The challenge for existing cloud users and those considering adoption is that there is not one single cloud security approach, according to Ruggero Contu, research director at Gartner, in his session, Security in the Cloud: Consider Different Risks and Opportunities at the Gartner Security & Risk Management Summit. “Each cloud model requires a separate strategy. Whether you embrace it or not, you need to understand the reality and shadow IT. Security, whether you like it or not, must cater to the cloud security problem,” he says.
IaaS: You’re in charge
With IaaS, the security professional is in charge. The IaaS provider covers network and hypervisor security but the review of implementation details is on the organization’s security team. Consider, who owns security, IaaS, you or both parties?
SaaS: Beware of Apps
For SaaS, the provider usually controls security yet watch out for application security, which is a major vulnerability and the area of concern. The biggest breaches aren’t from the SaaS provider but from the applications that were exploited by hackers. Security professional should consider what types of applications their employees access and whether they can recover data. Also, consider the inappropriate access by authorized user and unauthorized outsider.

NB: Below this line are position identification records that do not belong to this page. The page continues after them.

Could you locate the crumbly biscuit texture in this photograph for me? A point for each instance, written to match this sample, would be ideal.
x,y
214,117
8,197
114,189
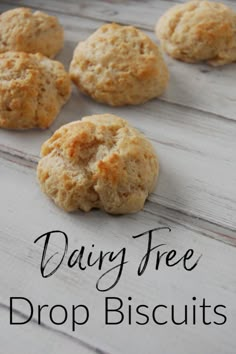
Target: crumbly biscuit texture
x,y
98,162
199,30
31,32
33,88
119,65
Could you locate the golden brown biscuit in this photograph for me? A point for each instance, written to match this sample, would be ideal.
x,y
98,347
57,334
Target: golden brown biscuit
x,y
33,89
24,31
119,65
98,162
199,30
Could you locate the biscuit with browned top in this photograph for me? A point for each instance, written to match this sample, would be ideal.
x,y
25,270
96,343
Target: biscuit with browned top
x,y
98,162
33,88
199,30
32,32
119,65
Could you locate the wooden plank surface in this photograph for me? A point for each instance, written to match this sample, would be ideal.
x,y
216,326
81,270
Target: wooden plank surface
x,y
193,130
213,279
196,172
213,90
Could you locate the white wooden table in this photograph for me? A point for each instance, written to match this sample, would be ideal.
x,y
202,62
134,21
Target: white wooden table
x,y
193,128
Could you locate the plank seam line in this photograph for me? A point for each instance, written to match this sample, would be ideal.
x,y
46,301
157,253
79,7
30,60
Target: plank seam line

PaaS: Security and availability are critical
For Platform as a Service (PaaS), data security and system availability are critical issues. PaaS allows developers to focus on coding, but in an outsourced environment risks exist. While encryption is an option, there are issues with key management and impact to performance.
Overall, Contu recommends that it’s important to investigate IaaS providers’ audit test claims and evaluate against the organization’s specific security needs. For SaaS, analyze the types of SaaS applications being used, and identify the risk associated with this usage. Also, have a sound IAM strategy in place and note that Identity as a Service (IDaaS) is in growing demand. Strike the right balance to get the best of what cloud provides but ultimately security is the responsibility of the subscriber. They cannot, and should not ever fully delegate that responsibility.